The utility of circulating donor specific antibody to predict biopsy-proven antibody-mediated rejection and to provide prognostic value after heart transplantation in children

Abstract

Aim Heart transplantation (HT) is a life-saving option for children with end-stage heart failure. Antibody-mediated rejection (AMR) is a significant cause of morbidity and mortality in HT. The current diagnostic criteria for AMR are based on endomyocardial biopsy (EMB) showing evidence of C4d and C3d deposition, and capillary endothelial changes, including neutrophil and macrophage infiltration, and interstitial edema. Although the presence of donor specific antibody (DSA) is a risk factor for the development of AMR after HT, it is currently not required for diagnosis of AMR. In this study, we aimed to investigate the sensitivity, specificity, predictive values and prognostic implications of circulating DSA using EMB as the gold standard for AMR diagnosis in a cohort of pediatric HT recipients. Methods Retrospective study in pediatric HT patients that had follow-up care between 2009–2013 and had at least one EMB paired with DSA testing within 3 days of the biopsy. Positive DSA was defined at a mean fluorescent intensity (MFI) ⩾ 2000 using single antigen bead testing. Results Of the 66 patients included, 26 (39%) had at least 1 HLA DSA positive test. Of the 26 patients with positive DSA, 18 (69%) had at least one antibody against HLA-DQ. In 7 (27%) of the 26 patients with positive DSA, the only antibody detected was against HLA-DQ. Of 236 DSA EMB pairs analyzed, 132 (56%) pairs were negative for DSA, 23 (10%) pairs had HLA DSA Class I only, 59 (25%) pairs had HLA DSA Class II only, and 22 (9%) pairs had both HLA class I and II DSA. HLA DSA testing had a sensitivity = 92.6%, specificity = 62.2%, PPV = 24.0%, and NPV = 98.5% for biopsy-proven AMR. Kaplan–Meier analysis showed that patients with positive HLA DSA results and biopsy-proven AMR trended toward a higher incidence of cardiovascular mortality, and coronary artery vasculopathy after 3 years compared to patients without circulating DSA and a negative biopsy.

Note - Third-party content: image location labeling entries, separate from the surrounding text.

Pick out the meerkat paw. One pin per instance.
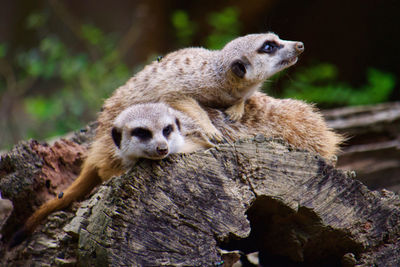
(236, 111)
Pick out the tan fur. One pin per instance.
(188, 80)
(296, 122)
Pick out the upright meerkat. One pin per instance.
(186, 80)
(151, 130)
(296, 122)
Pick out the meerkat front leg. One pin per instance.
(236, 111)
(191, 107)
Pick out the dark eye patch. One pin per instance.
(168, 130)
(269, 47)
(141, 133)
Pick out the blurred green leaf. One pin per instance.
(36, 20)
(3, 50)
(318, 84)
(184, 27)
(225, 26)
(93, 34)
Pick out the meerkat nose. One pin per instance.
(299, 47)
(162, 151)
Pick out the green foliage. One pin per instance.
(82, 80)
(225, 26)
(36, 20)
(184, 27)
(3, 50)
(319, 84)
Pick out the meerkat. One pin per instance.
(187, 80)
(296, 122)
(152, 131)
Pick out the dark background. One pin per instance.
(351, 35)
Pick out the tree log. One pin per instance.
(373, 148)
(256, 195)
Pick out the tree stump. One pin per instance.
(373, 148)
(255, 195)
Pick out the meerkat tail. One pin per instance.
(86, 181)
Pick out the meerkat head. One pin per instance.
(146, 131)
(256, 57)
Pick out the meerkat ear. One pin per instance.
(238, 67)
(117, 136)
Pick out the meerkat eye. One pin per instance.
(168, 130)
(142, 133)
(269, 47)
(178, 123)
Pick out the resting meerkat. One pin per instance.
(187, 80)
(190, 78)
(152, 131)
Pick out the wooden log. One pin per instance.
(254, 195)
(373, 148)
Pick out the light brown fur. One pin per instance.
(296, 122)
(187, 80)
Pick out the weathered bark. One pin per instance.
(373, 148)
(255, 195)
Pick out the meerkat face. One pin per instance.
(147, 131)
(256, 57)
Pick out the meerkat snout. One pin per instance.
(162, 149)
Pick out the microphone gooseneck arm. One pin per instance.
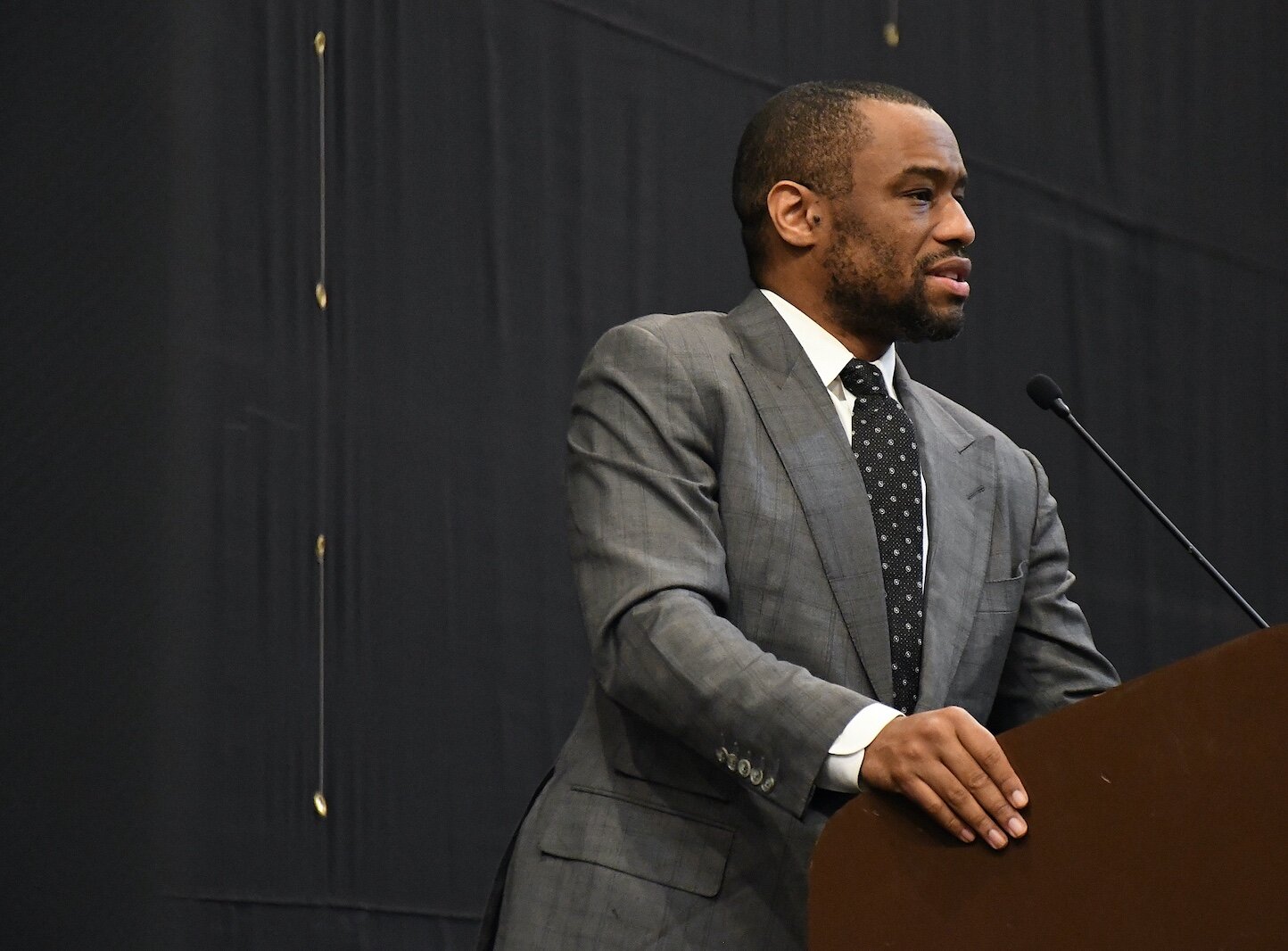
(1047, 396)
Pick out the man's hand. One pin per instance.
(952, 768)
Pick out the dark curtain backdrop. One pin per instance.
(504, 180)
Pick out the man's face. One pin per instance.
(894, 260)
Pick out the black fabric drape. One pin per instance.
(504, 182)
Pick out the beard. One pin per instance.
(863, 307)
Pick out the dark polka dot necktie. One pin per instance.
(885, 447)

Conclusions The results of HLA-DSA testing in this cohort, showing excellent sensitivity and NPV for biopsy-proven AMR suggest for the first time, that DSA testing could be used for non-invasive prediction of AMR absence in heart transplantation, and avoid unnecessary biopsies. The value of DSA testing for biopsy-proven AMR and outcome prognosis in HT is important to study in future multi-center prospective studies.